The 2015–17 session begins on Monday, January 12 and will provide at least as much or more intrigue as any session in recent memory. A laser-like focus on funding education will keep schools in the spotlight all session long. Here are five key issues for principals to keep an eye on through session.

  1. McCleary Decision – The 2014 session was declared a “get ready year” before the Supreme Court’s decision hit in 2015. However, the budget challenge may be worse than it was a year ago. The Office of Fiscal Management (OFM) estimates about a $1 billion gap between projected revenue and spending needs. Governor Inslee has proposed an additional $1.3 billion for K–12 education, with $750 million for MSOC (materials, supplies, and operating costs) and $596 million for educator compensation. Reducing class sizes to 17 for kindergarten through third grade and implementing full-day kindergarten statewide in 2016–17 have general support in the House and Senate leadership too. Expect those four items to be funded at the end of the session. However, OSPI Superintendent Randy Dorn believes that $4.5 billion is the minimum level of new funding required under the McCleary decision. Professional development could also be a part of the package but doesn’t have the same level of support as the previously mentioned topics. Recent surveying by the The Elway Poll reports that an improving economic outlook and the Supreme Court mandate have moved education to the top of the list of issues voters expect the Legislature to focus on.

  2. I-1351 – Without either significant increases in funding (taxes) or cuts to other programs in state government, I–1351 will not be fully implemented this year. The Legislature doesn’t appear to have the will to raise taxes to fully fund the class size reduction initiative, nor does it appear to have the two-thirds majority to change or set aside the initiative aside. Governor Inslee did not fund the initiative in his proposed budget. One idea being discussed is to send it back to voters with a funding source attached.

  3. Balancing the Budget – The challenge the Legislature faces is explained by two recent articles. In an op-ed piece in the Seattle Times, AWSP Touch of Leadership recipient Senator Christine Rolfes (D-Bainbridge Island) explains the plan for funding “… will likely be varied and include using existing revenue, making further cuts, adding revenue and closing tax loopholes.” On the other hand, Senator Andy Hill (R-Kirkland) was quoted in the Spokesman Review and said, ”any claim the state budget faces a deficit is a myth because revenue will be about $3 billion higher for the next two-year budget cycle than the current one.” Both sides have not yet agreed on the need for additional revenue, so don’t be surprised if the 105-day session is followed by at least one special session to balance the budget.

  4. Tax Reform – Virtually all elected officials will say Washington state has an unfair, antiquated, and inefficient revenue and tax system. State revenue collections do not keep pace with the growth of of our economy and with increasing demands on services. They also place a disproportionately higher burden on low-and middle-income families. Representative Reuven Carlyle (D-Seattle), chair of the House Finance Committee, calls for a serious conversation about the “morally bankrupt tax system” and has proposed some changes that could be implemented sooner rather than later.
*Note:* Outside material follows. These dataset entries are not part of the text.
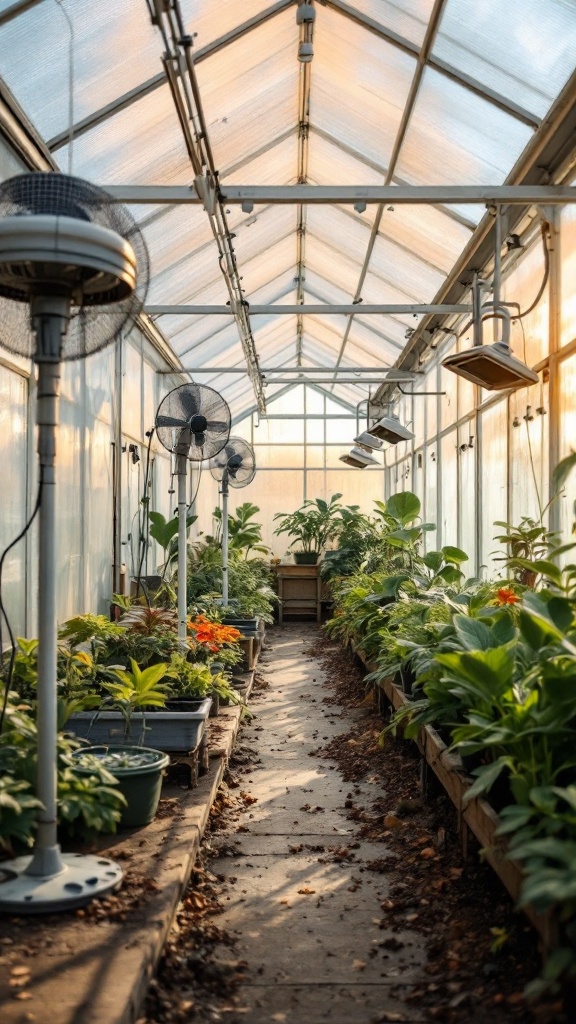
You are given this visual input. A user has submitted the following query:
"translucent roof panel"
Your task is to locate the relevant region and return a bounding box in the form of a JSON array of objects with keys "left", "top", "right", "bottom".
[
  {"left": 181, "top": 0, "right": 278, "bottom": 51},
  {"left": 311, "top": 7, "right": 416, "bottom": 166},
  {"left": 391, "top": 68, "right": 532, "bottom": 185},
  {"left": 142, "top": 205, "right": 215, "bottom": 275},
  {"left": 229, "top": 205, "right": 296, "bottom": 268},
  {"left": 196, "top": 8, "right": 299, "bottom": 169},
  {"left": 1, "top": 0, "right": 162, "bottom": 140},
  {"left": 433, "top": 0, "right": 576, "bottom": 117},
  {"left": 308, "top": 125, "right": 385, "bottom": 185},
  {"left": 220, "top": 135, "right": 297, "bottom": 185},
  {"left": 373, "top": 206, "right": 471, "bottom": 273},
  {"left": 57, "top": 85, "right": 193, "bottom": 187},
  {"left": 354, "top": 0, "right": 434, "bottom": 44},
  {"left": 237, "top": 234, "right": 296, "bottom": 301}
]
They include: the B&O tax system, revamping business tax credits, exploring income or capital gains taxes, or looking at increasing property taxes. Again, the Elway Poll released this week found 71 percent favored a cap-and-trade tax plan putting a pollution fee on emitters of greenhouse gases linked to global warming; Inslee is proposing this to raise funds for K–12 schools and transportation projects. Another 77 percent favored a cigarette tax increase of 50 cents per pack. However, with the House majority being Democrats and the Senate controlled by Republicans, don’t expect any major changes during the 2015 session. For a more comprehensive review of the issue, John Stage has written a thoughtful article earlier this week.

  5. Delinking Testing from Graduation – OSPI will introduce legislation to eliminate the graduation requirements associated with the state assessment program. The saving of $29 million would be re-purposed to provide a comprehensive dropout prevention program. We’ve blogged about AWSP’s thoughts on delinking in a blog post titled, “To Link or Not To Link, That is the Question.” Several education associations, like WASA and WSSDA, are currently studying the topic and have members on both sides of the issue.